I know a newbie who is using either pine or spruce that is not kiln dried. he is actually dovetailing the corners. Am I right though that this lumbe will likely warp as it dries throughly?


----------



## sqkcrk (Dec 10, 2005)

Probably.


----------



## blkcloud (May 25, 2005)

>I would not use poplar or basswood. ALthough it is lite it will not last like pine.

how long would you want it to last???I know of a popular log house my buddy lives in that has logs over 60' in length that was built over 100 years ago..the logs are as sound as a anvil..imo popular will out last pine..I do have a woodmiser and saw my poplar to make my tbh's with..its light and stout..


----------



## King bee apiary (Feb 8, 2005)

Popular is a hardwood,pine is not,popular is heavier.
If it is a wet area use a wood that grows in water,hint cypress...
Being over there in England,I'm sure you have some wineries somewhere around you.Give them a call they may have some old wine vats they wish to get rid of.These can be cut into hive material and may not smell great but will out last plain wood.
I think cypress would be your best bet,soft,light and yet durable to the elements.It will turn gray with age.Can be painted or sealed with lindseed oil (not sure of the spelling),but you will have to do that every other year or so.
Have you considered the styrofoam hives?These will last forever if you don't drop or pry too hard on the corners.(just what I've read from others)

Good luck


----------



## Sundance (Sep 9, 2004)

Sell the cedar and locust. Then buy pine and with the nice profit left over.... buy bees.

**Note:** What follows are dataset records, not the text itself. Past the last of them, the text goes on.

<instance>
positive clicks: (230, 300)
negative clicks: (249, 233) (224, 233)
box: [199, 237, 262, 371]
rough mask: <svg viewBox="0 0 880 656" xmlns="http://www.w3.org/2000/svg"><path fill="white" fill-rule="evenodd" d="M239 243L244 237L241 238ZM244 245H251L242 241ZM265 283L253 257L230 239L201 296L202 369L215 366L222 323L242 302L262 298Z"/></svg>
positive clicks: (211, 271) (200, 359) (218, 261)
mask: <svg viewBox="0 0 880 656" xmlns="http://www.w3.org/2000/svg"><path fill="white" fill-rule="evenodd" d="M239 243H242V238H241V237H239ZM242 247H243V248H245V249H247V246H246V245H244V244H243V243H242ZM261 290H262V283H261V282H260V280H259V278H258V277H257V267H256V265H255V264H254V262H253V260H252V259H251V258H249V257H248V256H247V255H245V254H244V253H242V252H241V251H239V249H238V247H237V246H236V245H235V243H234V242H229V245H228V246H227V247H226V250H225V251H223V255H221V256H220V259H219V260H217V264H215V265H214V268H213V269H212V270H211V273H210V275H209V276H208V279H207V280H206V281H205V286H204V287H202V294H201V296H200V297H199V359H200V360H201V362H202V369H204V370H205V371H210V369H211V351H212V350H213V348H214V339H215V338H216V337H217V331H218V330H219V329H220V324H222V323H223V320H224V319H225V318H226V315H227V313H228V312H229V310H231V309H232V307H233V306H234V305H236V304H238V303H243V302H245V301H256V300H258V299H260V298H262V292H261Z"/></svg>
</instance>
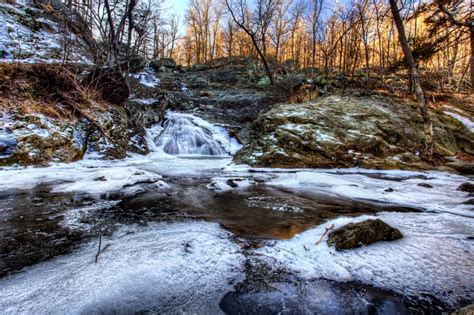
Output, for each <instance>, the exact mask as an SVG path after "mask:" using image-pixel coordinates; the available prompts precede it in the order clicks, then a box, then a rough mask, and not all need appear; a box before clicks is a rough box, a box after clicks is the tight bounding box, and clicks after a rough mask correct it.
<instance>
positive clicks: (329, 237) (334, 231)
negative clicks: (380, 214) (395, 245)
mask: <svg viewBox="0 0 474 315" xmlns="http://www.w3.org/2000/svg"><path fill="white" fill-rule="evenodd" d="M402 237H403V235H402V233H401V232H400V230H398V229H396V228H393V227H391V226H390V225H388V224H387V223H385V222H383V221H382V220H379V219H376V220H366V221H362V222H359V223H349V224H347V225H345V226H343V227H341V228H339V229H337V230H335V231H334V232H332V233H330V234H329V239H328V245H329V246H333V245H334V246H335V248H336V250H344V249H351V248H357V247H361V246H366V245H369V244H372V243H375V242H380V241H393V240H397V239H400V238H402Z"/></svg>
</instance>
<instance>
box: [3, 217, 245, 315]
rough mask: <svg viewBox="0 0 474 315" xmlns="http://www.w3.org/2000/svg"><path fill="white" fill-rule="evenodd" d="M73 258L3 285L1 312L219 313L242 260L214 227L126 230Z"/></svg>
mask: <svg viewBox="0 0 474 315" xmlns="http://www.w3.org/2000/svg"><path fill="white" fill-rule="evenodd" d="M102 245H103V246H107V248H106V249H105V250H104V251H103V252H102V253H101V254H100V256H99V258H98V262H97V263H94V259H95V255H96V252H97V241H96V240H95V241H93V242H90V243H88V244H86V245H84V246H82V247H81V248H80V249H79V250H78V251H76V252H75V253H73V254H70V255H66V256H61V257H58V258H55V259H53V260H52V261H49V262H45V263H42V264H39V265H37V266H34V267H31V268H28V269H27V270H26V271H25V272H23V273H20V274H17V275H13V276H11V277H8V278H3V279H1V280H0V301H2V313H3V314H17V313H36V314H38V313H57V314H61V313H63V314H64V313H68V314H84V313H115V312H118V313H135V312H137V311H147V310H148V311H152V312H156V313H197V314H215V313H221V311H220V309H219V306H218V303H219V301H220V300H221V299H222V297H223V296H224V294H225V293H226V292H228V291H231V290H232V286H233V284H234V283H235V282H236V281H240V280H241V279H242V277H243V276H242V264H243V261H244V257H243V255H242V254H241V253H240V252H239V247H238V246H237V245H236V244H235V243H233V242H232V241H231V240H230V233H228V232H225V231H224V230H222V229H221V228H220V227H219V225H218V224H216V223H206V222H184V223H172V224H169V223H156V224H152V225H150V226H148V227H145V228H140V227H134V226H128V227H123V228H121V229H120V230H119V231H118V232H117V233H115V234H114V235H113V236H112V237H110V238H109V237H103V238H102Z"/></svg>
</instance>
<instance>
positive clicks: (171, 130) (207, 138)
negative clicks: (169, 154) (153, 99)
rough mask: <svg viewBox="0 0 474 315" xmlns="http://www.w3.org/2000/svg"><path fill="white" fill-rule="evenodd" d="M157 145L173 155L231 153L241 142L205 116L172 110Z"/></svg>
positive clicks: (199, 154) (163, 125)
mask: <svg viewBox="0 0 474 315" xmlns="http://www.w3.org/2000/svg"><path fill="white" fill-rule="evenodd" d="M153 142H154V144H155V146H156V148H157V149H159V150H162V151H163V152H165V153H168V154H172V155H214V156H219V155H221V156H222V155H228V153H232V151H234V149H233V147H235V146H236V145H237V146H238V144H237V143H236V141H235V139H233V138H230V137H229V135H228V133H227V131H225V129H223V128H221V127H217V126H213V125H211V124H209V123H208V122H206V121H204V120H202V119H201V118H198V117H195V116H192V115H189V114H181V113H174V112H168V113H167V115H166V119H165V122H164V124H163V127H162V130H161V132H160V133H159V134H158V136H156V137H154V139H153Z"/></svg>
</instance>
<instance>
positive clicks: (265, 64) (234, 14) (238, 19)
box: [225, 0, 276, 85]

I agree that poplar would be a good wood. It will rot badly if the bark is left one. It gets "punky" quickly. It is clear and straight. Getting width for deeps would be more difficult.


----------



## mwjohnson (Nov 19, 2004)

I like kiln DRIED wood.
I wouldn't hesitate to build almost anything out of air DRIED lumber.

Dimensional stability relates more to species,moisture content aside.

I'm not shouting,just can't figure out how to italicize.








Mark


----------



## BTG (May 1, 2014)

Interesting discussion. My $0.02, the sawmill local to me sells 8 foot rough cut 1 X 10 hemlock for $4.00 So I can get a deep hive body for $4.00. Will it warp? a little. Will the bees care? probably not. Is it heavy... it seems to be getting lighter all the time. Will it rot? eventually but so will anything else. Strictly from an economic standpoint, with a table saw and a chop saw the bees won't care if they have a cheap hemlock box to live in. As far as lifting, I use long Langstroth hives so for the most part I don't have to lift. I do have nucleus colonies that I do have to lift but for the most part I do very little lifting.


----------